Um contentor com equipamento para uma equipa da televisão alemã desapareceu ainda no aeroporto. Dado o escândalo, a polícia lá o encontrou três dias depois, num armazém cheio de contentores de proveniências várias. Jason Lee, atleta neozelandês de Jiu-Jitsu, foi apanhado na rua e obrigado a fazer vários levantamentos em máquinas ATM. Pelos vistos a sua especialidade não o salvou dos perigos da rua. Aliás, são esses "pivetes" o grande problema. Porque as gangues de traficantes, bem organizadas, não terão nenhum problema em fazer acordos com as forças da ordem; também lhes interessa que os seus negócios paralelos – drogas e prostituição – corram bem, num ambiente seguro para os visitantes. Agora, os pivetes, são operadores independentes. Andam pela cidade em pequenos grupos e atacam tudo o que vêem pela frente, com o descaramento de quem não tem nada a perder.
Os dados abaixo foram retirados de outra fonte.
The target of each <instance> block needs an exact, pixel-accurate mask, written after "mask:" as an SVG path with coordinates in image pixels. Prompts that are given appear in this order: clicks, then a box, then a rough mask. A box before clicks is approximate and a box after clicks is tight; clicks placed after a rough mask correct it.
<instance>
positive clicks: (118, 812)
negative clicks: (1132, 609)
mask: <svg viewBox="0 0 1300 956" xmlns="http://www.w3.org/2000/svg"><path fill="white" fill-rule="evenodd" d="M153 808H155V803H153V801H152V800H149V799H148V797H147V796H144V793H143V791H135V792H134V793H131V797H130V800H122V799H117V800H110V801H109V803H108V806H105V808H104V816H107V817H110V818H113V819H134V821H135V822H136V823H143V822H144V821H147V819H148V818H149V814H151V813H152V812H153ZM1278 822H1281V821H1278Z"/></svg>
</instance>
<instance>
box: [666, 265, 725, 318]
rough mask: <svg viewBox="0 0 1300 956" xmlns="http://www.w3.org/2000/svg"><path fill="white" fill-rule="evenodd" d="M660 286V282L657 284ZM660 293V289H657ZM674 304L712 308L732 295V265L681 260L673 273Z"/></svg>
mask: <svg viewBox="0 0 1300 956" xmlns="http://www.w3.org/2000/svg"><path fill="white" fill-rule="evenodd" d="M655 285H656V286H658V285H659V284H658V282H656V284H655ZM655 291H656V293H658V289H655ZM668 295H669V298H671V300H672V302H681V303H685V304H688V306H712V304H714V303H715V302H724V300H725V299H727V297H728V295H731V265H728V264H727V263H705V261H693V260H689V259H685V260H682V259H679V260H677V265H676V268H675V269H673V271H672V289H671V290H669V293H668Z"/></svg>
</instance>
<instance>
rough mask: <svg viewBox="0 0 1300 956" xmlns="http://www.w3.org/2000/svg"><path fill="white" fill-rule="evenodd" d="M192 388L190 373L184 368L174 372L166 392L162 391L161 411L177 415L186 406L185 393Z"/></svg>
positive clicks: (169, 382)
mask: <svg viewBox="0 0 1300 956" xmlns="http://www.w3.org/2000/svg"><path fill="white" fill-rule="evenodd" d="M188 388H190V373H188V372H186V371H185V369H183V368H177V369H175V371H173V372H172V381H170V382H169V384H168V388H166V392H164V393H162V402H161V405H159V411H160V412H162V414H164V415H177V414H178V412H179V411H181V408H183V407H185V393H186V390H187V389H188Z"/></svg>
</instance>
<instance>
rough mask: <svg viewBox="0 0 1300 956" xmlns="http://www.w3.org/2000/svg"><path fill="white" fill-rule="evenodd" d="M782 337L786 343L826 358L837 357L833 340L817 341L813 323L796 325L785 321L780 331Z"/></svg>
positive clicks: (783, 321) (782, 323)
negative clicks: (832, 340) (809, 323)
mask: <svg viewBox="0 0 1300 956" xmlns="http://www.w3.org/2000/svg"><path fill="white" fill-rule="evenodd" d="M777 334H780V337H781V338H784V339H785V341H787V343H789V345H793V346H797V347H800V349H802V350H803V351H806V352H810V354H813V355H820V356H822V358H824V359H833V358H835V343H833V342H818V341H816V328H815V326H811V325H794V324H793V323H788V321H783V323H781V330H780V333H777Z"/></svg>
Enfim, chova sangue ou caiam tijolos do céu, no próximo dia 5 de Agosto terá lugar a cerimónia de abertura dos Jogos Rio 2016. A Presidenta suspensa, Dilma, não comparece, pois não teria direito às honras da praxe, o que seria constrangedor. O Presidente interino Temer, espera-se que vá. Como se prevê que será Pelé a acender a pira olímpica. O espectáculo musical conta com Anitta, Caetano Veloso, Elza Soares, Ludmilla, Gilberto Gil e Wesley Safadão.

Talvez Gisele Bündchen desfile numa passarela que na verdade será criada virtualmente a partir de uma projeção do calçadão de Copacabana, ao som de "Garota de Ipanema" de Tom Jobim. No mundo inteiro, 3,5 mil milhões de pessoas vão assistir, na segurança dos seus sofás. No Rio, estarão muitos milhares dos mais ousados.